>>> to add remove nodes (now done in ~mcfarm/bin/add_node.py):

No need to stop/restart mcfarm - just alter the distribute.conf after you
know you can do the ssh stuff and see it thru NFS, and it can see 000 through 
nfs (and same for it: ssh to 000 and see 000's dir thru nfs).  Then do
start_execute 2 3 etc.

Comment-out of distribute.conf to take a node out of the farm 
(but be sure no gathering is going on at the moment).

>>> to launch jobs:

cd $FARM_JOB_SUBMIT
get_request requestID  # [--ignore_status]  if owned by another farm 

launch_request requestID target_farm #events jobtype --priority=0 

e.g. launch_request 6969 $FARM_BASE 100000 PDSRT --priority=3

The launch-request command now allows

--priority=N

as the last argument (unless there's an input filename, which is still the
last arg).  Use -p=0 to keep mcfarm from doing any nice-leveling of its own.
You will want to do this for all your jobs on that farm, and you won't be
able to put anything higher than 0 in McFarm's distribution order 
(but you can always re-arrange jobs in the gather.conf file yourself).

>>> to kill jobs:

The recommended way is to    check_job -k jobname   I usually do mass kills
using some filtered command like

check_job -k dist_queue/OU*   dist_queue/0*/OU*

which will kill everything in the farm, undistributed and distributed, 
and will remove from the condor queue anything that's in-process.  
More restrictive filtering of course in future cases.

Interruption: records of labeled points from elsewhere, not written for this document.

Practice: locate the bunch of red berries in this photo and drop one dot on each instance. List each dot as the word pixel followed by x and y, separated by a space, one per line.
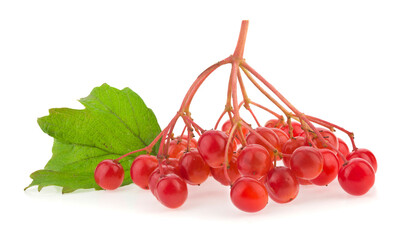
pixel 258 163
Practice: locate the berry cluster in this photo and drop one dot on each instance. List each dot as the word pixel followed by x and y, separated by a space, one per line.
pixel 267 161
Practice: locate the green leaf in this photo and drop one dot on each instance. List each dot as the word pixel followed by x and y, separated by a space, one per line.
pixel 114 122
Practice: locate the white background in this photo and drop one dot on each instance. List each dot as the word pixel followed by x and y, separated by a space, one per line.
pixel 339 60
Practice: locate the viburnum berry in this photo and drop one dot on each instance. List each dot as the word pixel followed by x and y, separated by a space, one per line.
pixel 109 174
pixel 306 162
pixel 254 161
pixel 155 176
pixel 365 154
pixel 282 136
pixel 330 168
pixel 290 146
pixel 249 195
pixel 232 171
pixel 141 169
pixel 212 145
pixel 172 191
pixel 357 176
pixel 193 168
pixel 282 185
pixel 311 155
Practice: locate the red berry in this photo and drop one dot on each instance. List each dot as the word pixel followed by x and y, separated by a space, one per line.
pixel 365 154
pixel 211 146
pixel 306 163
pixel 297 129
pixel 109 174
pixel 249 195
pixel 282 136
pixel 172 191
pixel 357 176
pixel 269 135
pixel 330 168
pixel 290 146
pixel 281 184
pixel 232 170
pixel 274 123
pixel 156 175
pixel 193 168
pixel 254 161
pixel 141 169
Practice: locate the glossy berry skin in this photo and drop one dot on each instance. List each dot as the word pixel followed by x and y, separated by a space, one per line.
pixel 297 129
pixel 254 161
pixel 141 169
pixel 232 170
pixel 274 123
pixel 290 146
pixel 282 136
pixel 172 191
pixel 269 135
pixel 281 184
pixel 211 146
pixel 156 175
pixel 330 168
pixel 365 154
pixel 306 163
pixel 174 163
pixel 193 169
pixel 357 176
pixel 109 174
pixel 249 195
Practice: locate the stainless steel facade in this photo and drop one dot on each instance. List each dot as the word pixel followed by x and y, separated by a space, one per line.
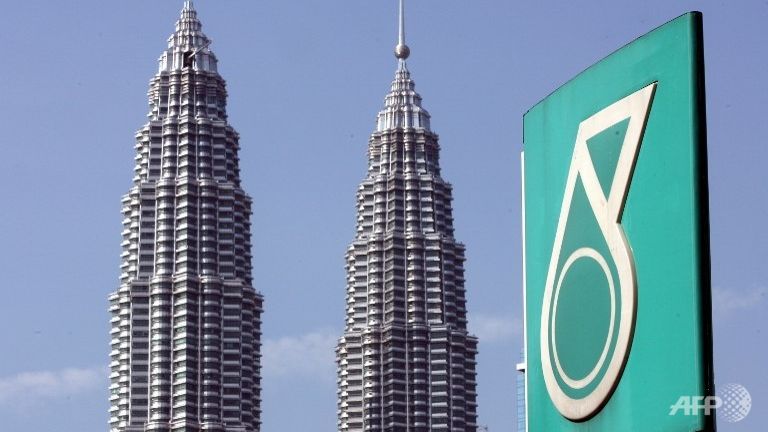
pixel 405 362
pixel 186 320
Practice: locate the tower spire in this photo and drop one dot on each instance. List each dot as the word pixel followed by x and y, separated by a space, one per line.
pixel 401 50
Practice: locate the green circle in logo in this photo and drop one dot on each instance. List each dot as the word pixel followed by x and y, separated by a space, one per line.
pixel 582 319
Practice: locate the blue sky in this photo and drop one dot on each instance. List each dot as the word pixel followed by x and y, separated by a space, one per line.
pixel 306 79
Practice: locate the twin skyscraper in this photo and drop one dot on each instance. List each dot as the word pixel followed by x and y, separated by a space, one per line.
pixel 186 320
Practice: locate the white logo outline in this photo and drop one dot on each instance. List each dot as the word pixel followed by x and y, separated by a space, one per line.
pixel 608 212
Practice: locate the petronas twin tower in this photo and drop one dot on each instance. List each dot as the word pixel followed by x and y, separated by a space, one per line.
pixel 186 320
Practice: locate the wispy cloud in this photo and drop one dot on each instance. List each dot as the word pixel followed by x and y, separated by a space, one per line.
pixel 39 386
pixel 726 301
pixel 495 328
pixel 308 355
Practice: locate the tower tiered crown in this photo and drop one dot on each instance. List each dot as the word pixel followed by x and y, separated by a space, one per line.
pixel 406 361
pixel 186 320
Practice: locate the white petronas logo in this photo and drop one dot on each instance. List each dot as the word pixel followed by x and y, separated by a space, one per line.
pixel 590 296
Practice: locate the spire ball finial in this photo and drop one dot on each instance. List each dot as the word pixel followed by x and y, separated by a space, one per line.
pixel 401 50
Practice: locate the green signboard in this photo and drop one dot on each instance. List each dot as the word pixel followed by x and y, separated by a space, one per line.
pixel 618 313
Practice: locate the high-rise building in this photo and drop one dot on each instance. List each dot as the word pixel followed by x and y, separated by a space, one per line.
pixel 186 320
pixel 405 362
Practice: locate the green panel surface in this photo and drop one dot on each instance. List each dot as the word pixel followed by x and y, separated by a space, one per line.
pixel 583 298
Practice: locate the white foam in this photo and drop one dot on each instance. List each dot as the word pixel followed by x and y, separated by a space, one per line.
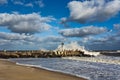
pixel 38 66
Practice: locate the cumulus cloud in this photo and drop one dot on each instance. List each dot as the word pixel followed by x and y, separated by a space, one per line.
pixel 92 10
pixel 116 26
pixel 3 2
pixel 82 32
pixel 18 3
pixel 70 46
pixel 25 23
pixel 40 3
pixel 22 41
pixel 29 4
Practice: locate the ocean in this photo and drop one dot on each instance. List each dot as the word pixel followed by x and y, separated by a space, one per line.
pixel 91 70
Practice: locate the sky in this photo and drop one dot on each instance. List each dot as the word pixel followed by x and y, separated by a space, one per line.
pixel 45 24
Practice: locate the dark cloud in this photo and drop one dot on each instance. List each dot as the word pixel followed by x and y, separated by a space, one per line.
pixel 25 23
pixel 92 10
pixel 82 32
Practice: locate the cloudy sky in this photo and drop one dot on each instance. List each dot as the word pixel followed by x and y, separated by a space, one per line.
pixel 44 24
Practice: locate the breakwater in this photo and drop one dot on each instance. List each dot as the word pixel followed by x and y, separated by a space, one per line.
pixel 39 53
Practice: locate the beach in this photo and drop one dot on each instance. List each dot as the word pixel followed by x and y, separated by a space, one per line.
pixel 11 71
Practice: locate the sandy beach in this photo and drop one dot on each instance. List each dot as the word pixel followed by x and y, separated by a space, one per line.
pixel 11 71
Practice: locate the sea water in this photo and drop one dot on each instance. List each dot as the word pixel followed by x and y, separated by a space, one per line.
pixel 87 69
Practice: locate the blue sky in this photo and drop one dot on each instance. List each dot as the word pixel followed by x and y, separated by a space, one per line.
pixel 44 24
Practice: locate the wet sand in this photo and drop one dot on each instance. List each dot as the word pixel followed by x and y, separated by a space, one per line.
pixel 11 71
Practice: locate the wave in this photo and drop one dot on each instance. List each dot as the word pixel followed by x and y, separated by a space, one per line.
pixel 38 66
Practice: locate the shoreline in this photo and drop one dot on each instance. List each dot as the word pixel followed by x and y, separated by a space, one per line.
pixel 12 71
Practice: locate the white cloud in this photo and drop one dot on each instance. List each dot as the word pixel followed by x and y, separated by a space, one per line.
pixel 116 26
pixel 82 32
pixel 40 3
pixel 22 41
pixel 25 23
pixel 29 5
pixel 18 3
pixel 93 10
pixel 3 2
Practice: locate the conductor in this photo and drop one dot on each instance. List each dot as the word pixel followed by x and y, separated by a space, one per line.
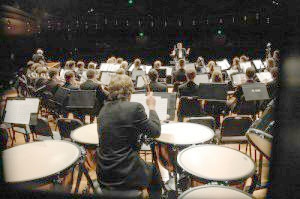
pixel 120 125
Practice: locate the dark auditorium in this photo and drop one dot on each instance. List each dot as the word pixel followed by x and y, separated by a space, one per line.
pixel 138 99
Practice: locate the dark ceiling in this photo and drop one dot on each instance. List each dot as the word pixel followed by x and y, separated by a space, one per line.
pixel 68 9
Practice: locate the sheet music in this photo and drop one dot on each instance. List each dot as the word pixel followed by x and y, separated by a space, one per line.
pixel 258 64
pixel 18 111
pixel 245 65
pixel 203 78
pixel 140 82
pixel 136 73
pixel 105 78
pixel 264 77
pixel 168 70
pixel 224 64
pixel 161 104
pixel 239 79
pixel 231 71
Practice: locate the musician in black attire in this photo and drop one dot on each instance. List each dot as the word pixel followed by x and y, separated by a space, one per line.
pixel 53 83
pixel 240 102
pixel 154 85
pixel 189 88
pixel 120 124
pixel 92 84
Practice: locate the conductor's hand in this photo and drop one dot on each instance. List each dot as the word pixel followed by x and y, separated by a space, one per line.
pixel 150 101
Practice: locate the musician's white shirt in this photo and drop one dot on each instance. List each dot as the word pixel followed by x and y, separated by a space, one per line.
pixel 180 54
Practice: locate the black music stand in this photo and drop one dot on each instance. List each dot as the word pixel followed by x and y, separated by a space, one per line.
pixel 255 92
pixel 171 102
pixel 213 92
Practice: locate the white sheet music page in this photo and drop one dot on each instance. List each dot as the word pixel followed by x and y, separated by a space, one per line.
pixel 258 64
pixel 264 77
pixel 245 65
pixel 203 78
pixel 161 108
pixel 19 111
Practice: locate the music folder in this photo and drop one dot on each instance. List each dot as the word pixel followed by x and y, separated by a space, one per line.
pixel 21 111
pixel 201 78
pixel 213 91
pixel 255 91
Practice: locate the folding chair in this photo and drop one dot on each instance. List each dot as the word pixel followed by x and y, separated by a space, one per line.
pixel 66 126
pixel 189 107
pixel 233 129
pixel 43 131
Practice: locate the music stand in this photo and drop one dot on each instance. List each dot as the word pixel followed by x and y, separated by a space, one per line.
pixel 81 99
pixel 171 102
pixel 201 78
pixel 213 92
pixel 255 92
pixel 21 110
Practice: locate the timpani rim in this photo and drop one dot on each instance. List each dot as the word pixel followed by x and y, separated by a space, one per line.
pixel 50 176
pixel 185 144
pixel 82 142
pixel 213 186
pixel 237 179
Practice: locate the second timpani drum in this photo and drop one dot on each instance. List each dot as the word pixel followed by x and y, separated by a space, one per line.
pixel 179 135
pixel 39 163
pixel 212 163
pixel 88 137
pixel 213 192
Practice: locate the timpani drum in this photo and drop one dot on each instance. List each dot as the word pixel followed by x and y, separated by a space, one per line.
pixel 87 136
pixel 40 165
pixel 213 192
pixel 212 163
pixel 176 136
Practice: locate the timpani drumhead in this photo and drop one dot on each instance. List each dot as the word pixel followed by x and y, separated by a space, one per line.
pixel 183 133
pixel 87 134
pixel 214 192
pixel 216 163
pixel 38 160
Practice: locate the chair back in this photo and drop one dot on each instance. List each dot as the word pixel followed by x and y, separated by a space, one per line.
pixel 208 121
pixel 235 125
pixel 190 107
pixel 42 128
pixel 3 138
pixel 66 126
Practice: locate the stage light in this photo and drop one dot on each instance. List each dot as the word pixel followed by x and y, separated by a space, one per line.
pixel 130 2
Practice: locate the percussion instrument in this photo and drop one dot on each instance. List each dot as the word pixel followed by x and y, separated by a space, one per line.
pixel 179 135
pixel 213 163
pixel 213 192
pixel 41 165
pixel 88 137
pixel 176 136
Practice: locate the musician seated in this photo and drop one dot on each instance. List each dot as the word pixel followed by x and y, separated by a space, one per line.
pixel 53 83
pixel 41 77
pixel 92 84
pixel 124 65
pixel 200 65
pixel 157 65
pixel 154 85
pixel 70 81
pixel 236 64
pixel 239 95
pixel 119 60
pixel 38 56
pixel 120 124
pixel 189 88
pixel 270 64
pixel 274 84
pixel 244 59
pixel 80 68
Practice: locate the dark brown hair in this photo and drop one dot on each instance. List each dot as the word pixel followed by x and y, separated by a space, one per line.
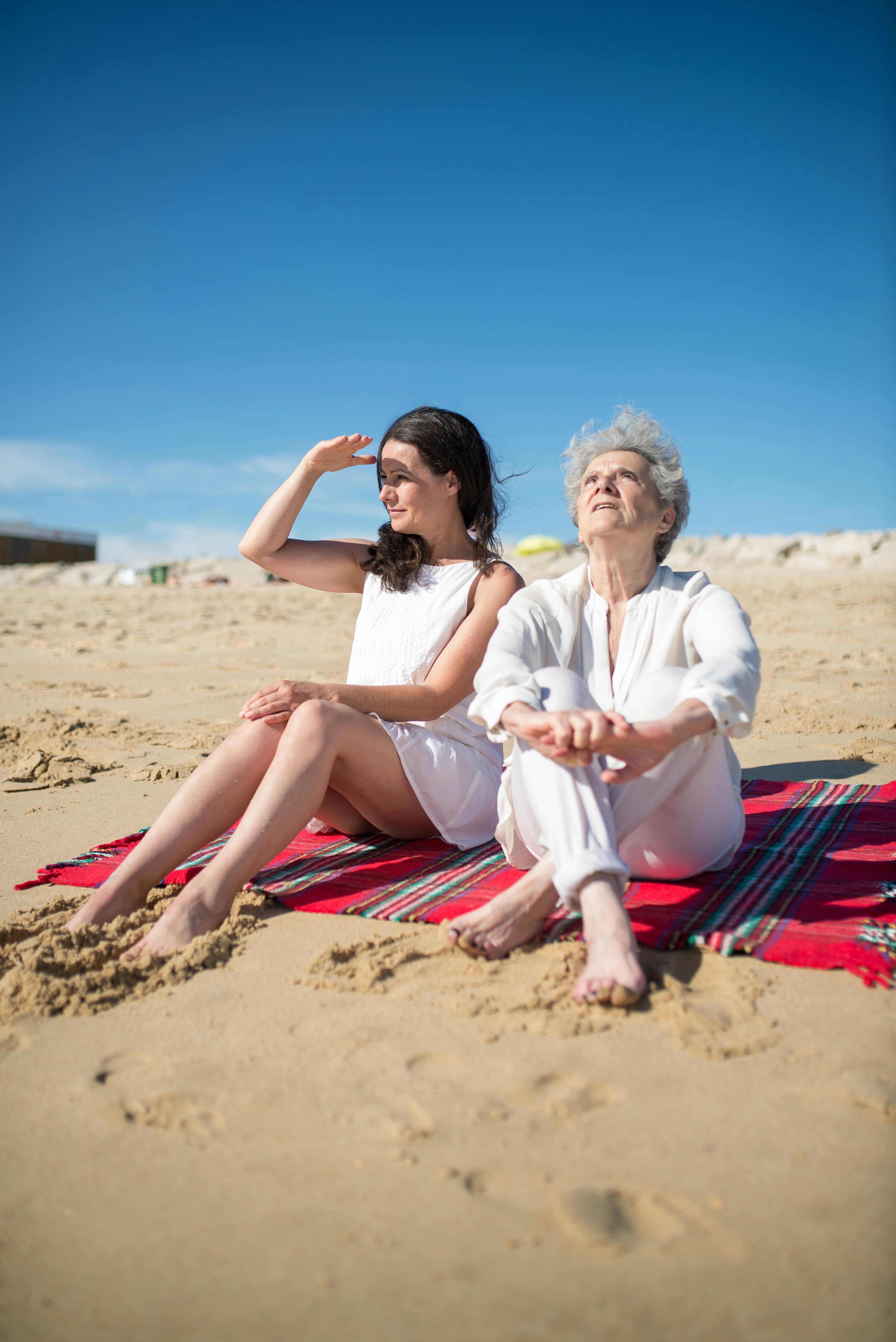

>>> to launch replacement jobs  (now, run ~mcfarm/bin/replace_job NNNNN):

Assuming each request is done originally like

launch_request NNNNN /home/mcfarm/mcfarm 10000 PDSRT --priority=3

and your have 250 as the parallel-segment-size in request.conf.  
So any PDSRT jobs that has to be killed, replace with

launch_request NNNNN /home/mcfarm/mcfarm 250 PDSRT --priority=3

To replace a specific DSRT job: skip SSS events, then launch NNN events:

launch_request NNNNN $FARM_BASE SSS:NNN DSRT

i.e., to replace the third job of a request:

launch_request 13072 $FARM_BASE 500:250 DSRT

Just launch replacement within 2 days of killing the old job.

By the way, to avoid the 2-day wait period after the last PDSRT job is done
and gathered, and the final tmb merge is performed, just go ahead and move
the req_NNNNN subdir from ~/job_submit to ~/job_submit/done.  The merge
daemon will find the subdir in the done section, and proceed immediately
with the final tmb merge and store.  Now you just have to remember to
close_request after the files disappear from the stage dir.

>>> to launch minibias job:

Use get and launch_request on 5257, which is the magic number for the minbi
request in the current epoch of d0 processing, and use job types PD which
should declare and cache the d0g files.

e.g. launch_request 5257 $FARM_BASE 100000 PD --priority=0

>>> to check if request is done (now, run ~mcfarm/bin/nreqjobs NNNNN):

grep ReqNNNNN gather.conf
ls $FARM_MERGE_STAGE_DIR | grep ReqNNNNN
# If both commands give no output, then the request is done.
# Then close with:
cd $FARM_JOB_SUBMIT
close_request NNNNN

>>> to get new version of cardfiles not available via upd 
    (now in ~products/bin/add_cardfile.sh)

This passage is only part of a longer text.